Antes de repostas precipitadas, há de se perguntar as condições que possibilitaram a emergência dessas questões, dos sujeitos e das práticas que elas envolvem, pois nem só de rock, noise ou musica experimental vive a pedagogia. Podemos muito bem imaginar o ouvido, esse órgão sensorial, crescendo no interesse de investimento capitalístico a ponto de tornar a sexualidade o território de maior especulação e investimento político dos últimos séculos. Nunca se falou e se ouviu tanto sobre sexo nas novelas, nos programas, nas reportagens especiais do Fantástico, do Globo Repórter ou do Mais Você, na explosão de filmes, do cinema de arte a pornografia, nos novos estilos musicais, nos programas educacionais. Toda essa vontade de saber deixa claro que ainda vivemos sob a lógica da imposição da ordem do progresso, aquilo que aprendemos a chamar cretinamente de democracia, e o progresso da ordem, aquilo que é eufemismo para controle, valores tão caros mantidos pelos higienistas urbanos, sexuais e sonoros de plantão.  Coube aos fascismos nossos de todo o dia a erotização de mão única dos discursos políticos: o falocentrismo virou logocentrismo e a exceção não tem nenhum cabimento.
Precisamos, sim, de mais barulho na escola e na pedagogia!
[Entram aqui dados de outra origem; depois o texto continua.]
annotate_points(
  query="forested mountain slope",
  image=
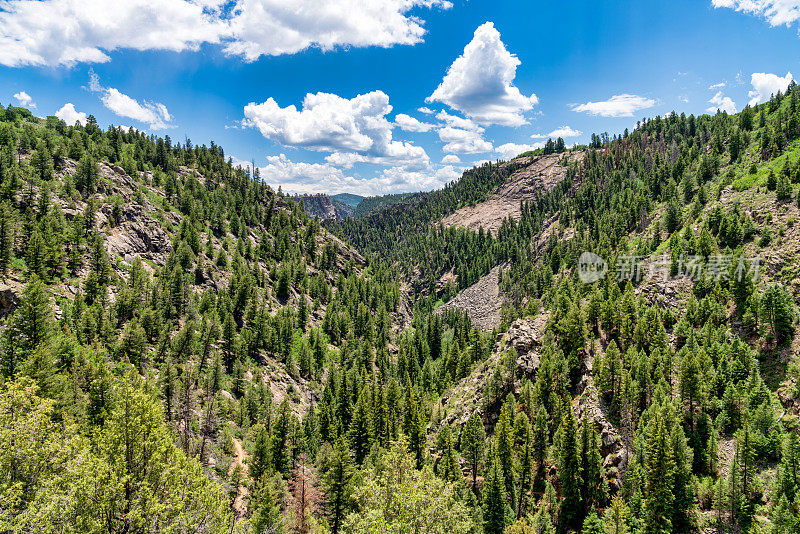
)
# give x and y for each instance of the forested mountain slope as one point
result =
(186, 350)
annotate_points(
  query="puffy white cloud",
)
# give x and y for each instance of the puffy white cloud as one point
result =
(154, 114)
(355, 130)
(479, 83)
(66, 32)
(301, 177)
(564, 132)
(461, 135)
(776, 12)
(275, 27)
(70, 115)
(766, 85)
(512, 150)
(463, 141)
(722, 103)
(24, 99)
(624, 105)
(410, 124)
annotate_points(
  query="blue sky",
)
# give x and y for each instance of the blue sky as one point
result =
(311, 91)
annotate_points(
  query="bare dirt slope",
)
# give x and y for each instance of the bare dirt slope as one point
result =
(482, 301)
(540, 174)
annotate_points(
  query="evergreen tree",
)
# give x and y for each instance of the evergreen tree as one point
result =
(473, 442)
(337, 485)
(494, 500)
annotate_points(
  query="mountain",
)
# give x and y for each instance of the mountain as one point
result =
(348, 198)
(325, 207)
(601, 338)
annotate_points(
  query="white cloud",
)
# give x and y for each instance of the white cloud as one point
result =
(355, 130)
(722, 103)
(624, 105)
(70, 115)
(24, 99)
(301, 177)
(766, 85)
(512, 150)
(66, 32)
(410, 124)
(463, 141)
(479, 83)
(275, 27)
(564, 132)
(776, 12)
(154, 114)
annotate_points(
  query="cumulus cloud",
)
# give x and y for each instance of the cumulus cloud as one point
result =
(66, 32)
(480, 82)
(355, 130)
(460, 135)
(302, 177)
(775, 12)
(70, 115)
(24, 99)
(564, 132)
(511, 150)
(721, 103)
(765, 85)
(624, 105)
(153, 114)
(410, 124)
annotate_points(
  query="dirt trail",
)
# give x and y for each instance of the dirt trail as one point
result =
(239, 454)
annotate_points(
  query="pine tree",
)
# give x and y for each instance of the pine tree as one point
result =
(569, 472)
(659, 476)
(337, 487)
(473, 443)
(361, 432)
(259, 462)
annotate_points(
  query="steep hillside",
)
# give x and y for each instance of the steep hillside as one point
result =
(534, 175)
(325, 207)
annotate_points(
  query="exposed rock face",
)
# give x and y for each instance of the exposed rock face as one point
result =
(325, 207)
(9, 300)
(612, 446)
(482, 301)
(467, 396)
(538, 174)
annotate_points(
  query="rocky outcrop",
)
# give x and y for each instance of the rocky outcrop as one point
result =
(9, 300)
(482, 301)
(612, 445)
(325, 207)
(467, 397)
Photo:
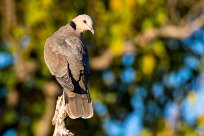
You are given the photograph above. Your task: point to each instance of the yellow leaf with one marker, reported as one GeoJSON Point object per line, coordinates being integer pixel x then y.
{"type": "Point", "coordinates": [159, 49]}
{"type": "Point", "coordinates": [117, 47]}
{"type": "Point", "coordinates": [148, 64]}
{"type": "Point", "coordinates": [116, 5]}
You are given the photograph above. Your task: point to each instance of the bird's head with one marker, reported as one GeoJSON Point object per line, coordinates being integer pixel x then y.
{"type": "Point", "coordinates": [83, 23]}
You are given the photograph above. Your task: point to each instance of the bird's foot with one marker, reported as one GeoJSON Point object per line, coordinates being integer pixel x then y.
{"type": "Point", "coordinates": [62, 131]}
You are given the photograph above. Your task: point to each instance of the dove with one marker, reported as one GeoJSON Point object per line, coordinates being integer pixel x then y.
{"type": "Point", "coordinates": [66, 57]}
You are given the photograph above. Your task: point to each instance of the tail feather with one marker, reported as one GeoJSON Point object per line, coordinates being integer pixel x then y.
{"type": "Point", "coordinates": [78, 105]}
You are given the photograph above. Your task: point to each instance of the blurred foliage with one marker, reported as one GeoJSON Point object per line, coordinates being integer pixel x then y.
{"type": "Point", "coordinates": [154, 88]}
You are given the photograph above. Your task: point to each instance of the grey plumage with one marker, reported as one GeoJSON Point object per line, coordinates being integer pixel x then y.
{"type": "Point", "coordinates": [67, 59]}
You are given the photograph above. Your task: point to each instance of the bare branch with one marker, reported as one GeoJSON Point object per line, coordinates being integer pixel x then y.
{"type": "Point", "coordinates": [170, 31]}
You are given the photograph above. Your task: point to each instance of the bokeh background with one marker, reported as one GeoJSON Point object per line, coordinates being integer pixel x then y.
{"type": "Point", "coordinates": [146, 59]}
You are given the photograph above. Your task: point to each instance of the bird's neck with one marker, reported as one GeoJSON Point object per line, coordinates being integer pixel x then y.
{"type": "Point", "coordinates": [76, 30]}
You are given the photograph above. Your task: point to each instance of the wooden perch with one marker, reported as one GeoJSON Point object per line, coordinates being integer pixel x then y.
{"type": "Point", "coordinates": [59, 118]}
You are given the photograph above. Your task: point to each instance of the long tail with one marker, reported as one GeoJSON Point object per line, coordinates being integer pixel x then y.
{"type": "Point", "coordinates": [78, 105]}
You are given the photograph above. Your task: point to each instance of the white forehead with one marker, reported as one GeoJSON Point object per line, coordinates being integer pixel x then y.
{"type": "Point", "coordinates": [83, 17]}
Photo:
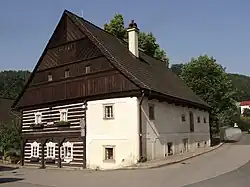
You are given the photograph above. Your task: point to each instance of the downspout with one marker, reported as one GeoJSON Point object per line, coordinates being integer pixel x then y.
{"type": "Point", "coordinates": [140, 125]}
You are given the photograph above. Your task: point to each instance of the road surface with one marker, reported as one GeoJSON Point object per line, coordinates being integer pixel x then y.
{"type": "Point", "coordinates": [225, 167]}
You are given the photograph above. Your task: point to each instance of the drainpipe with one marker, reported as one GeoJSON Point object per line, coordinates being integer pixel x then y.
{"type": "Point", "coordinates": [140, 125]}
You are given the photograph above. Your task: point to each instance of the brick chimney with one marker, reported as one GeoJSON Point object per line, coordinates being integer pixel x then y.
{"type": "Point", "coordinates": [133, 32]}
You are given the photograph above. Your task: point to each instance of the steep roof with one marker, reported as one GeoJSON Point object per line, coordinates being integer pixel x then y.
{"type": "Point", "coordinates": [147, 72]}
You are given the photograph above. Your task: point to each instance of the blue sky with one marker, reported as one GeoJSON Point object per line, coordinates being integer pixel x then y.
{"type": "Point", "coordinates": [183, 28]}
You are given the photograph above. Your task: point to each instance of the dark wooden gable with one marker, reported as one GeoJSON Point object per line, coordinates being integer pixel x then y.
{"type": "Point", "coordinates": [89, 73]}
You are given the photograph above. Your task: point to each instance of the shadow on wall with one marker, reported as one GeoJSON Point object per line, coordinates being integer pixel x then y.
{"type": "Point", "coordinates": [8, 180]}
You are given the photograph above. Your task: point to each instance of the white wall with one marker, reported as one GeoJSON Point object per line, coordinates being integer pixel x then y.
{"type": "Point", "coordinates": [121, 132]}
{"type": "Point", "coordinates": [168, 127]}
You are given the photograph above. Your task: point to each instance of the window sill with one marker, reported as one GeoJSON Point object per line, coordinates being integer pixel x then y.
{"type": "Point", "coordinates": [109, 161]}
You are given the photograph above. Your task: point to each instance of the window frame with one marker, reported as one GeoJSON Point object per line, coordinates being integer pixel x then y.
{"type": "Point", "coordinates": [65, 149]}
{"type": "Point", "coordinates": [66, 115]}
{"type": "Point", "coordinates": [183, 117]}
{"type": "Point", "coordinates": [33, 146]}
{"type": "Point", "coordinates": [150, 115]}
{"type": "Point", "coordinates": [53, 147]}
{"type": "Point", "coordinates": [105, 159]}
{"type": "Point", "coordinates": [38, 120]}
{"type": "Point", "coordinates": [50, 77]}
{"type": "Point", "coordinates": [105, 116]}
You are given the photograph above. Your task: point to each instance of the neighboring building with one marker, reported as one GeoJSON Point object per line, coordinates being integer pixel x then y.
{"type": "Point", "coordinates": [243, 105]}
{"type": "Point", "coordinates": [95, 101]}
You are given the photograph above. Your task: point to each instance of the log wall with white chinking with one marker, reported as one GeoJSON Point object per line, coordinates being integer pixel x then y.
{"type": "Point", "coordinates": [76, 113]}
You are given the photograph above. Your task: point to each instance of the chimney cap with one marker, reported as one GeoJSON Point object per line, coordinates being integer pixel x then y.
{"type": "Point", "coordinates": [133, 25]}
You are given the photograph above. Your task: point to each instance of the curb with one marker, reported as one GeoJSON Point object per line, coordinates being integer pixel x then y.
{"type": "Point", "coordinates": [174, 162]}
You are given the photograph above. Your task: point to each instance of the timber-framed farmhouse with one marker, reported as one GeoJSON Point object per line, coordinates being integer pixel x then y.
{"type": "Point", "coordinates": [94, 101]}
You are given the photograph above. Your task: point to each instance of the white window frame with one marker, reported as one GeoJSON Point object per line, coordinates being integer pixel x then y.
{"type": "Point", "coordinates": [35, 146]}
{"type": "Point", "coordinates": [62, 112]}
{"type": "Point", "coordinates": [38, 117]}
{"type": "Point", "coordinates": [65, 148]}
{"type": "Point", "coordinates": [53, 147]}
{"type": "Point", "coordinates": [105, 112]}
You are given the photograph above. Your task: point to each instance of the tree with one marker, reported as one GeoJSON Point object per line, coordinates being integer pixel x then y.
{"type": "Point", "coordinates": [147, 41]}
{"type": "Point", "coordinates": [177, 68]}
{"type": "Point", "coordinates": [210, 81]}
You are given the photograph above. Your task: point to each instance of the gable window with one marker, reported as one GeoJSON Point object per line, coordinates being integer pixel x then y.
{"type": "Point", "coordinates": [66, 73]}
{"type": "Point", "coordinates": [151, 111]}
{"type": "Point", "coordinates": [183, 117]}
{"type": "Point", "coordinates": [109, 153]}
{"type": "Point", "coordinates": [49, 77]}
{"type": "Point", "coordinates": [198, 119]}
{"type": "Point", "coordinates": [87, 69]}
{"type": "Point", "coordinates": [67, 152]}
{"type": "Point", "coordinates": [38, 118]}
{"type": "Point", "coordinates": [108, 111]}
{"type": "Point", "coordinates": [64, 115]}
{"type": "Point", "coordinates": [35, 150]}
{"type": "Point", "coordinates": [51, 150]}
{"type": "Point", "coordinates": [205, 120]}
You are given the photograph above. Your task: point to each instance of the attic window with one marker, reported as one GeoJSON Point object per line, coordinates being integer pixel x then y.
{"type": "Point", "coordinates": [87, 69]}
{"type": "Point", "coordinates": [49, 77]}
{"type": "Point", "coordinates": [66, 73]}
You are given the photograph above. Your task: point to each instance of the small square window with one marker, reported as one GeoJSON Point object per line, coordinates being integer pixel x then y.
{"type": "Point", "coordinates": [87, 69]}
{"type": "Point", "coordinates": [66, 73]}
{"type": "Point", "coordinates": [49, 77]}
{"type": "Point", "coordinates": [109, 153]}
{"type": "Point", "coordinates": [63, 115]}
{"type": "Point", "coordinates": [38, 118]}
{"type": "Point", "coordinates": [108, 112]}
{"type": "Point", "coordinates": [205, 120]}
{"type": "Point", "coordinates": [151, 111]}
{"type": "Point", "coordinates": [183, 117]}
{"type": "Point", "coordinates": [198, 119]}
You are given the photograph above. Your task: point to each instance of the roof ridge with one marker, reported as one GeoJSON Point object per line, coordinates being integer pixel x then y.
{"type": "Point", "coordinates": [105, 48]}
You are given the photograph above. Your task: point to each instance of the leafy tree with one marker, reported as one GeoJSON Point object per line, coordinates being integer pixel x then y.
{"type": "Point", "coordinates": [246, 112]}
{"type": "Point", "coordinates": [147, 41]}
{"type": "Point", "coordinates": [177, 68]}
{"type": "Point", "coordinates": [210, 81]}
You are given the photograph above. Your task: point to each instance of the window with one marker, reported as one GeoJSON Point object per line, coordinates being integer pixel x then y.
{"type": "Point", "coordinates": [205, 120]}
{"type": "Point", "coordinates": [66, 73]}
{"type": "Point", "coordinates": [198, 119]}
{"type": "Point", "coordinates": [64, 115]}
{"type": "Point", "coordinates": [151, 112]}
{"type": "Point", "coordinates": [183, 117]}
{"type": "Point", "coordinates": [87, 69]}
{"type": "Point", "coordinates": [67, 152]}
{"type": "Point", "coordinates": [49, 77]}
{"type": "Point", "coordinates": [35, 150]}
{"type": "Point", "coordinates": [38, 118]}
{"type": "Point", "coordinates": [51, 150]}
{"type": "Point", "coordinates": [108, 112]}
{"type": "Point", "coordinates": [109, 153]}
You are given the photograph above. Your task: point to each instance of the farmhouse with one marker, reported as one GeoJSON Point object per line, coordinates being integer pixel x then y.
{"type": "Point", "coordinates": [94, 101]}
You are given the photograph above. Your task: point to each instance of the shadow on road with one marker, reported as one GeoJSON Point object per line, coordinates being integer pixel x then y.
{"type": "Point", "coordinates": [7, 180]}
{"type": "Point", "coordinates": [6, 168]}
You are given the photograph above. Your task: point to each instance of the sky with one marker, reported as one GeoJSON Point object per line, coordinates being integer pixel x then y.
{"type": "Point", "coordinates": [183, 28]}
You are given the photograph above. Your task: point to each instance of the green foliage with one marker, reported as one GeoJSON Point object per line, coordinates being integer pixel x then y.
{"type": "Point", "coordinates": [210, 81]}
{"type": "Point", "coordinates": [12, 82]}
{"type": "Point", "coordinates": [177, 68]}
{"type": "Point", "coordinates": [246, 112]}
{"type": "Point", "coordinates": [147, 41]}
{"type": "Point", "coordinates": [242, 85]}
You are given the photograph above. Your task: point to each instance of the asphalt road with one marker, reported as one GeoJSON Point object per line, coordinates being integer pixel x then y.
{"type": "Point", "coordinates": [239, 177]}
{"type": "Point", "coordinates": [227, 166]}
O atual reconhecimento por parte do investimento de capital e por vias legais é, bem verdade, um avanço social em certo sentido, mas deixar  de soar  como um avanço do controle, por outro lado.  Por mais que toda nossa epistemologia do armário libere espaços na matriz de inteligibilidade, na medida em que nossas lutas sociais se multiplicam em suas formas de manifestar-se, acabamos não sabemos bem em frente do que lutamos, já que perdemos paulatinamente a referência do espaço para a manifestação em nome de um estrategismo político. Esse carnaval ativista tem até cores de arco-íris e faz festas manifestos, um grande carnaval de rua. Gay virou produto, pós-colonial virou logomarca de música (Lady Gaga), de cinema (Do início ao fim) ou de seriado televiso (The L World).
Julia Serano, no seu Barrette Manifest aponta para o grau de perigo que parece conter para os homens heterossexuais, que orbitam em torno do poder, as presilhas de cabelo das meninas, assim como todas as coisas de garota. Ela diz: “eu sei disso porque, como uma mulher trans, eu sou agente duplo e vivi como um rapaz a maior parte da minha vida”. Pois bem, o perigo da bolsa, do colar e do batom, tão bem descrito nas cenas do filme iraniano Quando Buda explodiu de vergonha, não termina com o feminismo incluindo as mulheres no clube dos executivos ou dos políticos (leia-se com a eleição da primeira mulher presidente do Brasil), nem com a visibilidade gay (leia-se todos os projetos de Educação sem Homofobia) ou mesmo das mulheres pós-operatórias (vide toda a política de saúde pública para transexuais). Não termina com projetos de Educação em Sexualidade, como novas disciplinas ou com inclusão de temas transversais no currículo escolar. E é bom mesmo que não termine por aí. Sabem por quê? Simplesmente porque a escola é participe da homofobia, da violência de gênero, ela compõe toda uma série de instituições, discursos, tecnologias e técnicas do projeto de fundação do estado-nação heterosexista. Isso é Brasil!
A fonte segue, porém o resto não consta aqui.